Unit Testing: State Depends on Behavior, Not Vice-Versa

Software

There’s a principle (little-”p”) in the Agile / XP world that your unit tests should roughly reflect your software requirements.   Part of this has to do with the fact that if there’s a requirement, it should be tested, and part of it has to do with the low-documentation/code-sharing ethic.  In this second scenario, a new developer should be able to get a pretty good handle on what the tested code is supposed to do merely by going through the unit tests.

Of course, as with most software rules of thumb, that’s an abstraction, but it speaks to a real mindset.

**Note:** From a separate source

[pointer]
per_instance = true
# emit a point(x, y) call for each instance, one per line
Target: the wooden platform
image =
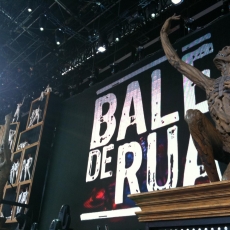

I’ve found during those times where I get “stuck” playing around with a new piece of software I’m developing, that when I go back and look at the unit tests, it’s a lot of property testing, and not nearly enough method testing.  In other words, I overemphasize state at the expense of behavior.  This is a bad thing.  In the first case, properties are too easy to test: get/set blocks, assignments and .AreEqual calls, etc.  Methods are harder to test — branches, function overloading, loops, messy stuff.  In the second case, software is meant to DO something — even state changes are an active process, in the sense that something acts on the software to change its state.

Part of my problem may be too heavy an OOP mindset, in the sense that my first instincts are to say “what is this thing?” rather than “how does this thing behave?”

The answer?  Back to theory to get a fresh perspective.  Nothing like snuggling up with Grady Booch to get back to first principles and recharge the batteries.